Muchos clubes actuales fueron fundados un siglo atrás por militantes anarquistas y socialistas, quienes en esos tiempos lideraban las primeras organizaciones obreras del país contra un poder consagrado a través de elecciones fraudulentas. Independiente, Chacarita, Newell’s y Argentinos Juniors son algunos ejemplos, aunque casos similares abundan en el planeta. Sobre todo –y como era lógico– en Europa del Este. Y Uruguay, aunque a su escala, también replicó el fenómeno que se estaba produciendo en esta orilla del Río de la Plata. El más antiguo es Defensor Sporting, formado en 1906 con empleados de una fábrica de vidrio que originalmente se autodenominaron “Defensores de la huelga”. Pero el más emblemático es el Club Atlético Progreso.
Progreso fue fundado en 1914 por obreros anarquistas del sindicato de picapedreros del barrio La Teja, en Montevideo. Al principio usó una camiseta completamente negra –en clara referencia al anarquismo–, aunque luego varió hacia el modelo actual, similar a la bandera de Cataluña, en homenaje a la histórica adhesión de esa región española a los ideales anarquistas. Con esa casaca, el semiamateur cuadro del suburbio montevideano consiguió en 1989 lo que sólo otros tres equipos charrúas: salir campeón sin llamarse Peñarol ni Nacional. Fue acaso el máximo éxito del fútbol proletario en Uruguay.
Es cierto que, al otro lado de esa historia –es decir, en la actualidad, cien años después de aquellas fundaciones utopistas– el fútbol nos recibe mercantilizado, impuesto como cultura de masas o dominado por las mafias que mueven al mundo, según como se quiera ver.
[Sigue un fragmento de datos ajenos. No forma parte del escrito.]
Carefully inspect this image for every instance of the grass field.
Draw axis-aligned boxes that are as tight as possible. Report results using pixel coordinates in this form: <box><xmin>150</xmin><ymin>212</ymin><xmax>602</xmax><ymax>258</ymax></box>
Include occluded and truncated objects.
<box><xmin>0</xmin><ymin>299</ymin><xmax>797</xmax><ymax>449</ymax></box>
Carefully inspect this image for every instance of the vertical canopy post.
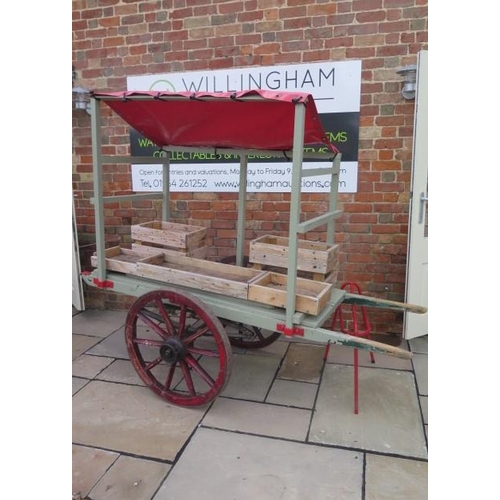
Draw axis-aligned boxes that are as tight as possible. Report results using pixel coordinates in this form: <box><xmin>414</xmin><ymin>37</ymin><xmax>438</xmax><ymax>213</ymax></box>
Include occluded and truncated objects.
<box><xmin>285</xmin><ymin>101</ymin><xmax>306</xmax><ymax>327</ymax></box>
<box><xmin>236</xmin><ymin>155</ymin><xmax>248</xmax><ymax>267</ymax></box>
<box><xmin>90</xmin><ymin>97</ymin><xmax>106</xmax><ymax>281</ymax></box>
<box><xmin>162</xmin><ymin>152</ymin><xmax>171</xmax><ymax>221</ymax></box>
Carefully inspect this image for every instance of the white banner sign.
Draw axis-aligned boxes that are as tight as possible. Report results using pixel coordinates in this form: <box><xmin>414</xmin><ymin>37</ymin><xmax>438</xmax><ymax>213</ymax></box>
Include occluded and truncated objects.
<box><xmin>127</xmin><ymin>60</ymin><xmax>361</xmax><ymax>193</ymax></box>
<box><xmin>131</xmin><ymin>161</ymin><xmax>357</xmax><ymax>193</ymax></box>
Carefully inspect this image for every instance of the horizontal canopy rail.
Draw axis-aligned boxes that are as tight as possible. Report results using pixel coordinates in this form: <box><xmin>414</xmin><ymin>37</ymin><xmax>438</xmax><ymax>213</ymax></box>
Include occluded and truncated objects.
<box><xmin>90</xmin><ymin>193</ymin><xmax>164</xmax><ymax>205</ymax></box>
<box><xmin>301</xmin><ymin>166</ymin><xmax>338</xmax><ymax>177</ymax></box>
<box><xmin>97</xmin><ymin>150</ymin><xmax>338</xmax><ymax>164</ymax></box>
<box><xmin>296</xmin><ymin>210</ymin><xmax>343</xmax><ymax>233</ymax></box>
<box><xmin>94</xmin><ymin>93</ymin><xmax>308</xmax><ymax>103</ymax></box>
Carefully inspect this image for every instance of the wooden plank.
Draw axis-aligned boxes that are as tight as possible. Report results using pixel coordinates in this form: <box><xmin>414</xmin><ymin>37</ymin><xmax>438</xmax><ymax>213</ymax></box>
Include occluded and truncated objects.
<box><xmin>248</xmin><ymin>272</ymin><xmax>332</xmax><ymax>315</ymax></box>
<box><xmin>249</xmin><ymin>235</ymin><xmax>339</xmax><ymax>275</ymax></box>
<box><xmin>343</xmin><ymin>293</ymin><xmax>428</xmax><ymax>314</ymax></box>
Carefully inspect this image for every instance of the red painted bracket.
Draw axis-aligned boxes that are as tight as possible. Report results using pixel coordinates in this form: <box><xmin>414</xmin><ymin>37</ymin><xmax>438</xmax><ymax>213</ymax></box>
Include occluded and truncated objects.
<box><xmin>92</xmin><ymin>277</ymin><xmax>114</xmax><ymax>288</ymax></box>
<box><xmin>277</xmin><ymin>323</ymin><xmax>304</xmax><ymax>337</ymax></box>
<box><xmin>81</xmin><ymin>271</ymin><xmax>114</xmax><ymax>288</ymax></box>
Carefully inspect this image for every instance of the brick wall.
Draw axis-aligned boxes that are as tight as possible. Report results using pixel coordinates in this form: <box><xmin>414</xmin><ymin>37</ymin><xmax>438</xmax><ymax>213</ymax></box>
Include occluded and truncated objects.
<box><xmin>72</xmin><ymin>0</ymin><xmax>428</xmax><ymax>336</ymax></box>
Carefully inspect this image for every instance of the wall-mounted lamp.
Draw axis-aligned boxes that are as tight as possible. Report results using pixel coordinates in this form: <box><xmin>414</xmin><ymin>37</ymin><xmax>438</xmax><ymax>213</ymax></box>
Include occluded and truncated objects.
<box><xmin>396</xmin><ymin>64</ymin><xmax>417</xmax><ymax>100</ymax></box>
<box><xmin>72</xmin><ymin>85</ymin><xmax>91</xmax><ymax>114</ymax></box>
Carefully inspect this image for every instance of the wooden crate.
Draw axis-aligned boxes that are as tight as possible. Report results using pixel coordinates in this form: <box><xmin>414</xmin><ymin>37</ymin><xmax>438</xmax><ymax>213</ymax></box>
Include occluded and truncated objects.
<box><xmin>248</xmin><ymin>272</ymin><xmax>333</xmax><ymax>315</ymax></box>
<box><xmin>249</xmin><ymin>235</ymin><xmax>339</xmax><ymax>276</ymax></box>
<box><xmin>135</xmin><ymin>252</ymin><xmax>268</xmax><ymax>300</ymax></box>
<box><xmin>91</xmin><ymin>246</ymin><xmax>164</xmax><ymax>274</ymax></box>
<box><xmin>131</xmin><ymin>220</ymin><xmax>207</xmax><ymax>253</ymax></box>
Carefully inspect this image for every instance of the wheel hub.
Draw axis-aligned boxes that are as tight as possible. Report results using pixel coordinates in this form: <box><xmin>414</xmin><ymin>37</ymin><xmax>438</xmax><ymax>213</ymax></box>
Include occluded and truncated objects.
<box><xmin>160</xmin><ymin>338</ymin><xmax>187</xmax><ymax>364</ymax></box>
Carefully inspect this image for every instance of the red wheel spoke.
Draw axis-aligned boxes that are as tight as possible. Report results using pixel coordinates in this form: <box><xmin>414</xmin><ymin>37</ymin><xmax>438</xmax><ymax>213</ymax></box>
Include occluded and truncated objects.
<box><xmin>137</xmin><ymin>310</ymin><xmax>169</xmax><ymax>340</ymax></box>
<box><xmin>154</xmin><ymin>297</ymin><xmax>177</xmax><ymax>336</ymax></box>
<box><xmin>143</xmin><ymin>357</ymin><xmax>163</xmax><ymax>372</ymax></box>
<box><xmin>185</xmin><ymin>355</ymin><xmax>215</xmax><ymax>388</ymax></box>
<box><xmin>164</xmin><ymin>363</ymin><xmax>177</xmax><ymax>391</ymax></box>
<box><xmin>183</xmin><ymin>325</ymin><xmax>210</xmax><ymax>345</ymax></box>
<box><xmin>177</xmin><ymin>305</ymin><xmax>188</xmax><ymax>337</ymax></box>
<box><xmin>187</xmin><ymin>346</ymin><xmax>219</xmax><ymax>358</ymax></box>
<box><xmin>254</xmin><ymin>329</ymin><xmax>266</xmax><ymax>341</ymax></box>
<box><xmin>180</xmin><ymin>360</ymin><xmax>196</xmax><ymax>396</ymax></box>
<box><xmin>133</xmin><ymin>338</ymin><xmax>164</xmax><ymax>348</ymax></box>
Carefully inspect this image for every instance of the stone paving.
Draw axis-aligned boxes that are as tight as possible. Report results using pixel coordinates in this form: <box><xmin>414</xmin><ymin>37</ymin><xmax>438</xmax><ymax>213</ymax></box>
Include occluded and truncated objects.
<box><xmin>72</xmin><ymin>308</ymin><xmax>428</xmax><ymax>499</ymax></box>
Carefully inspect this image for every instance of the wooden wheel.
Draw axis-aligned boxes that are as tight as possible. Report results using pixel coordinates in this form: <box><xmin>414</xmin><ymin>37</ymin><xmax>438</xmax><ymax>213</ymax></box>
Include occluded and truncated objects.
<box><xmin>125</xmin><ymin>288</ymin><xmax>232</xmax><ymax>407</ymax></box>
<box><xmin>222</xmin><ymin>320</ymin><xmax>281</xmax><ymax>349</ymax></box>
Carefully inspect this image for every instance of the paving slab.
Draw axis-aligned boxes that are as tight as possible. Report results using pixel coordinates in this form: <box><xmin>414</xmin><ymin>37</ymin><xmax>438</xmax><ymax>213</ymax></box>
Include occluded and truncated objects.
<box><xmin>72</xmin><ymin>354</ymin><xmax>114</xmax><ymax>378</ymax></box>
<box><xmin>310</xmin><ymin>364</ymin><xmax>427</xmax><ymax>459</ymax></box>
<box><xmin>420</xmin><ymin>395</ymin><xmax>428</xmax><ymax>424</ymax></box>
<box><xmin>73</xmin><ymin>334</ymin><xmax>102</xmax><ymax>360</ymax></box>
<box><xmin>409</xmin><ymin>336</ymin><xmax>428</xmax><ymax>354</ymax></box>
<box><xmin>153</xmin><ymin>427</ymin><xmax>363</xmax><ymax>500</ymax></box>
<box><xmin>72</xmin><ymin>309</ymin><xmax>127</xmax><ymax>337</ymax></box>
<box><xmin>365</xmin><ymin>453</ymin><xmax>428</xmax><ymax>500</ymax></box>
<box><xmin>87</xmin><ymin>328</ymin><xmax>129</xmax><ymax>359</ymax></box>
<box><xmin>327</xmin><ymin>343</ymin><xmax>413</xmax><ymax>371</ymax></box>
<box><xmin>277</xmin><ymin>342</ymin><xmax>325</xmax><ymax>382</ymax></box>
<box><xmin>73</xmin><ymin>377</ymin><xmax>89</xmax><ymax>395</ymax></box>
<box><xmin>412</xmin><ymin>353</ymin><xmax>428</xmax><ymax>396</ymax></box>
<box><xmin>72</xmin><ymin>445</ymin><xmax>119</xmax><ymax>498</ymax></box>
<box><xmin>243</xmin><ymin>336</ymin><xmax>290</xmax><ymax>357</ymax></box>
<box><xmin>266</xmin><ymin>379</ymin><xmax>318</xmax><ymax>409</ymax></box>
<box><xmin>221</xmin><ymin>352</ymin><xmax>281</xmax><ymax>401</ymax></box>
<box><xmin>89</xmin><ymin>455</ymin><xmax>171</xmax><ymax>500</ymax></box>
<box><xmin>203</xmin><ymin>397</ymin><xmax>311</xmax><ymax>441</ymax></box>
<box><xmin>72</xmin><ymin>380</ymin><xmax>206</xmax><ymax>461</ymax></box>
<box><xmin>96</xmin><ymin>359</ymin><xmax>146</xmax><ymax>386</ymax></box>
En 2012, Progreso fue denunciado como uno de los “paraísos fiscales” que representantes de jugadores utilizaban en Uruguay para evadir impuestos de transferencias entre Argentina y Europa. Enorme deshonra para un club fundado con una ética ideológica que trascendía al mero juego del fulbo.
Pero, a diferencia de otros implicados, Progreso pudo limpiar su nombre. Es que los socios sobrevivientes decidieron construir un centro cultural popular y un comedor infantil. Y, sólo para no perder la tradición, mantuvieron un equipo que hoy los representa en la segunda división. Como en 1914, la pelota vuelve a ser apenas una excusa (y no la última) para empujar otros objetivos. El más importante: que dejen de pincharla.